Depois da Rave On vieram mais: no Castelo de Santa Maria da Feira (a 13 de agosto de 1994), entre as 22h e as 10h da manhã. Contava com "30 mil watts de som e 100 mil watts de luz (...) animadores e performances de fogo, um video wall e realidade virtual", noticiava a imprensa da época. A abertura da pista fazia-se com os portugueses The Ozone, mas o regresso a casa dos mesmos ficou marcado pela tragédia. Um dos elementos do duo, Eduardo Melo, morria aos 21 anos na sequência de um acidente. A carrinha capotava, algures entre Aveiras e o Carregado.
O caminho fazia-se de forma pioneira, inocentemente. "É um espírito muito português, do bora fazer. De
certo modo, este é o grande contexto socioeconómico. Mantido na
obscuridade da ditadura durante 48 anos, Portugal emerge como uma sociedade
relativamente inocente. Mas com um espírito muitas vezes inquebrável. O que nem
sempre é positivo", enquadra à SÁBADO o realizador Daniel Mota. Por negativo, o cineasta considera os "brandos costumes", a tal resiliência que faz com que "muitas vezes o povo não reclame convincentemente e
de forma aberta coisas que são seu pleno direito."

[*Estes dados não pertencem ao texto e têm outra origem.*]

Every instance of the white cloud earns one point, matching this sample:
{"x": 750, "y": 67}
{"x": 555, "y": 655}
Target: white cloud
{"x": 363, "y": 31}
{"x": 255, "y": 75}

Dificuldade em "exportar grandes nomes"
O Dj Alex Fx (Alexandre Fernandes) viveu o boom do lado dos samplers, teria então 17 ou 18 anos, quando os computadores escasseavam e a sincronização fazia-se em modo MIDI. "Era
uma forma muito mais introspetiva e de tentativa/erro que era usada para se
fazer música. Eu já tinha alguma experiência, porque tinha começado a trabalhar
com essas tecnologias nos anos 80 e o facto de ser multi-instrumentista ajudava
imenso em termos de composição e arranjos", conta à SÁBADO.
Na altura, 98% da música era em formato de vinil, enquanto Alex Fx mostrava novas sonoridades na discoteca Amnésia, na praia de Francelos em Vila Nova de Gaia (demolida em 2003). "Vinham pessoas de Inglaterra de propósito (público). Eu
era tão inocente que julgava que eram turistas. Era tudo menos um wild
boy. Nunca vi aquilo como trampolim do que quer que fosse. Estava a fazer o
que realmente gostava e era pago miseravelmente. Mas isso era o extra", recorda.
O facto de sermos um povo que gosta de receber, faz com que ainda hoje tenhamos um défice de exportar grandes nomes
DJ Alex Fx (Alexandre fernandes)
Para lá, o Dj Alex Fx deslocava-se de comboio e regressava a casa de boleia ou táxi. "Como não tinha carro e não gostava de incomodar
ninguém, apenas ia aos clubes que estavam mais próximos do Porto ou quando ia tocar
(ao vivo) em algumas festas e me arranjavam boleia para poder levar os quilos e
quilos de material."
Olhando
em perspetiva, Alex Fx considera que foi uma "jornada tremenda", mas pecou pelo "espírito de subserviência que veio incutido de muitas gerações." Esta forma de ser e de estar reflectiu-se na música de dança, acrescenta: "O facto de sermos um povo que gosta de receber faz
com que ainda hoje tenhamos um défice de exportar grandes nomes lá para fora e
continuar a querer que venham cá os grandes nomes."
Se há momento de viragem para fora chama-se So Get Up (1994), protagonizado por Dj Vibe e Rui da Silva com voz de Ithaka Darin Pappas. "Foi o catalisador que permitiu à música eletrónica portuguesa ganhar
reconhecimento internacional. O disco não só foi tocado nos EUA, como também na
Europa", conta Dj Vibe.
Foi o catalisador que permitiu à música eletrónica portuguesa ganhar reconhecimento internacional
Dj Vibe (António Pereira) sobre So Get Up
So Get Up apareceu em artigos internacionais
sobre a música, como os publicados na Billboard Magazine e incluído em charts DJ de revistas, ou seja, listas das músicas
que os DJ's tocavam na altura, equivalentes às atuais playlists do Spotify. Para Dj Vibe, o futuro deste tipo de música continiua a ser promissor, ainda que noutros moldes: "Onde
a cena eletrónica é credível e integrada na própria cultura, sendo reconhecida
pelo governo e pela sociedade, e não marginalizada, como exemplo em
França, na Alemanha, Inglaterra ou nos EUA." Depois, há os destinos de sempre, como Ibiza, remata: "Uma instituição e onde continuam abrir clubbings."